We should pursue the use of existing funding tools such as economic prizes to rapidly overcome research funding hurdles. Sometimes the NIH peer-review grant process is too slow or too academic for quick policy action. The Biomedical Advanced Research and Development Authority, which is within the Department of Health and Human Services, is an example of a government entity that can move nimbly and in a practical, task-oriented manner.
Establishing a guaranteed government-funded stockpile to ensure steady demand for a set of POC diagnostic products will be vital, even if those products are only used episodically.
Finally, we should adjust the responsibility and accountability of the Centers for Disease Control and Prevention, Centers for Medicare and Medicaid Services and the Food and Drug Administration on diagnostics for public health epidemics and pandemics. The epidemiology and expertise of the CDC is world-class, but it has demonstrated an inability to get to scale and cooperate on new tests with the World Health Organization and with private companies seeking samples. This must change.
At times, the FDA has been overly bureaucratic. And often it can’t adequately regulate lab-developed tests from hospitals and others, because those tasks are the responsibility of CMS — a giant federal payment or insurance company. That approach simply isn’t working, as our inability to produce science-based diagnostic tools at pandemic scale proves.

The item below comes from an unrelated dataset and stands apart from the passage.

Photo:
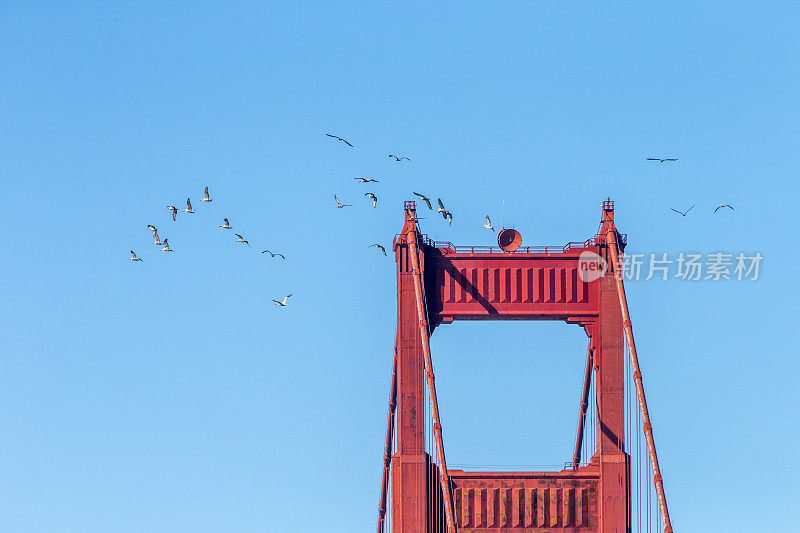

There are other challenges, including plans to deliver testing capacity to state and local governments and locales like drive-through testing. We must examine every aspect of the entire supply chain of parts, from reagents, to machines that read genetic sequences, to distribution.
Lastly, our national plan must solve for the availability of well-trained personnel to administer and use test results.
Make no mistake: Trump’s handling of COVID-19 is a story of missed opportunities. But the truth is no American president is immune to mistakes.
How he leads in the days ahead will shape his legacy. That legacy can include a stronger, better system for pandemics. It’s a forward-looking challenge at which we all want him to succeed.
David Beier is a managing director of Bay City Capital, a health care venture capital firm, and he served as chief domestic policy adviser for Vice President Al Gore. Andrew Sullivan is a founding partner of Hudson Pacific, a San Francisco political and public affairs strategy firm.